For this blog, we talked with Dr. Jiajia Sun, current Assistant Professor of Geophysics at the University of Houston, about his experiences with open science, open-source programming, and open-educational resources. Throughout our discussion we learned more about Dr. Sun’s transition into open-science practices, as well as the questions that arise about the benefits, challenges, and tools necessary to practice open science.
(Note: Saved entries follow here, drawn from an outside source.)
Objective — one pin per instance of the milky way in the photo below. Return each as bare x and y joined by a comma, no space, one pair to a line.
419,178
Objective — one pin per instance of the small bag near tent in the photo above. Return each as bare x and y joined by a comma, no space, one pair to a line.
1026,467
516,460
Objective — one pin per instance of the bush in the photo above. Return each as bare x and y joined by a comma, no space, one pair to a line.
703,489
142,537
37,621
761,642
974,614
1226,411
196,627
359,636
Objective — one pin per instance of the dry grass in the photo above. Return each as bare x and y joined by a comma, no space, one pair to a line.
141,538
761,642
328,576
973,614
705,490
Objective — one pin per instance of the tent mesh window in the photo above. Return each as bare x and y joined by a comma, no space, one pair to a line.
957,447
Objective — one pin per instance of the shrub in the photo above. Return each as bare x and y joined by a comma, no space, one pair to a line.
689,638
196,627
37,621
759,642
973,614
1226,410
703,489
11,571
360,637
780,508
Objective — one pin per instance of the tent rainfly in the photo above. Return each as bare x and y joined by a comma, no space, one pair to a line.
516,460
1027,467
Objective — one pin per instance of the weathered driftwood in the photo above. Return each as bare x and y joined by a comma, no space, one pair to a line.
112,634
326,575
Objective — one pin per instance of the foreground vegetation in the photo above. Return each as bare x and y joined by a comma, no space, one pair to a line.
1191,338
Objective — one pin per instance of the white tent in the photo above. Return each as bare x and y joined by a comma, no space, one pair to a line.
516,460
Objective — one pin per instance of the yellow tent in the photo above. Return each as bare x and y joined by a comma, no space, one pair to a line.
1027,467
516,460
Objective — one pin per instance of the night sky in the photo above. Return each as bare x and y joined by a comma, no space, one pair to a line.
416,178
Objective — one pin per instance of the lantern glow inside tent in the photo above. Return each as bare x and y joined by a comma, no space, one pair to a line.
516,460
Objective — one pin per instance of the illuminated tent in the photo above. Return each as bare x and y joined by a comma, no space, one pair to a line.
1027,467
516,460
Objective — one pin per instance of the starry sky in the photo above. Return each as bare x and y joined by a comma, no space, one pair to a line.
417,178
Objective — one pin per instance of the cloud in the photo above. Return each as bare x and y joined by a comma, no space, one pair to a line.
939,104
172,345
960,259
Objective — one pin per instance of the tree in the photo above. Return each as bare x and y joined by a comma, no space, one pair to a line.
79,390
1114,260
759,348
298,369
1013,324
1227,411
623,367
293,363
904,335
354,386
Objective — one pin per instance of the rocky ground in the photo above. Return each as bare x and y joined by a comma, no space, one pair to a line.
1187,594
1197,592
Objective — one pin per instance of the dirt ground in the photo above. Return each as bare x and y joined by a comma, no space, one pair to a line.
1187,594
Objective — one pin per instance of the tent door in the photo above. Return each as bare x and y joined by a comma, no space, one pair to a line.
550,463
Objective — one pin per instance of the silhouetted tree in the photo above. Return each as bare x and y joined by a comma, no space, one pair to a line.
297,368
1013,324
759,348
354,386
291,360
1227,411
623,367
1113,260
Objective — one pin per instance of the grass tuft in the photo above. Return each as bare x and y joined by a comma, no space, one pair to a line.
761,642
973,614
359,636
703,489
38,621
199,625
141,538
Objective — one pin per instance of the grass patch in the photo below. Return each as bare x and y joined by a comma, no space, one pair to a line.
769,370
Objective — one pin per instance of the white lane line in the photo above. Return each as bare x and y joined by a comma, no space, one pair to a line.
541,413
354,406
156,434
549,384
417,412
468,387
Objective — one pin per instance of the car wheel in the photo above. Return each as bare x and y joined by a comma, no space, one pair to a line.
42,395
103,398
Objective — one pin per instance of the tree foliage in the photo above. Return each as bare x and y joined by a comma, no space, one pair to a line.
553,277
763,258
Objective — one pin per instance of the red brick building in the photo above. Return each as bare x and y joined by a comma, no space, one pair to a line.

Dr. Sun’s introduction to open science started with open-educational materials. In his first semester at the University of Houston, he was asked to create a machine learning course. He knew about machine learning theory, but hadn’t personally implemented all the algorithms. He discovered the book, Hands-On Machine Learning with Scikit-Learn and TensorFlow by Aurélien Géron, which included openly available code examples. Modifying these examples, Dr. Sun created a collection of Jupyter notebooks that served as lab exercises for his students. When asked how he has benefited from others sharing their work, he explained:
“I feel like I have benefited so much from the open-source community that I feel morally obligated to give back. I would feel guilty if I don’t. They helped me and I should contribute back.”
True to his word, all of Dr. Sun’s course materials are openly available on GitHub. Dr. Sun’s experiences in educational resources, where he had transparent access to methods, data, and previous work to easily build upon, have influenced his passion for open science in many other parts of his team’s research process, specifically around how he uses tools like Jupyter, GitHub, and Curvenote.
Both Jupyter and GitHub are popular within open-source coding and research communities. Jupyter, built within an open-source community, provides a set of tools for scientific computing that have become one of the go-to resources for teaching and learning scientific programming. GitHub’s platform provides collaborative features around version control in many open-source communities. Curvenote is designed to integrate directly with Jupyter, to maintain an active link between research code and the resulting outputs, even when they appear outside of a Jupyter environment. The collaboration and version control features within Curvenote are built specifically for Jupyter notebooks, overcoming many issues of versioning notebooks in Git. Curvenote presents an approachable alternative to sharing and collaborating on scientific work for those not familiar with code development, or who may find GitHub intimidating.
Dr. Sun has continued to develop courses with open-source materials including an undergraduate geophysics course on electromagnetics using EM GeoSci, which was originally created for the SEG 2017 Distinguished Instructor Short Course on “Geophysical Electromagnetics: Fundamentals and Applications.” For the lab portion of the course Sun, “used a lot of the [Jupyter] Notebooks that they developed and modified [them] for undergraduates.” He added, gratefully that “the core part, background — the hard part — was taken care of by the SimPEG community.” Dr. Sun’s EM course materials are also openly available on GitHub.
As we continued to discuss education, Dr. Sun mentioned that the field of geoscience is experiencing a steep global decline of student enrollment at the university level (Geoscience on the chopping block, 2021). In relation to open science, many fields of geoscience have been slower to adopt such practices, perhaps in part due to the field’s proprietary past in both the oil & gas and mining industries.
Dr. Sun remarked, “On the other side, if you look at the machine learning community, [it] has been exploding! One thing that they have is a really good community that are willing to share. If you look at the papers published in top machine learning conferences almost all of them share their code on GitHub so you can immediately follow up, reproduce, and improve upon their work.”
Open science is an opportunity to get engagement and detailed constructive feedback. By sharing our own contributions we provide resources for fellow scientists, and by allowing others to provide feedback we can help to foster a community. These conversations can lead to collaboration on a global scale, working to move science and discovery forward. Given these ideas, Dr. Sun continued with a call for increased and continued openness in the geosciences with a “mindset of collaboration and sharing.”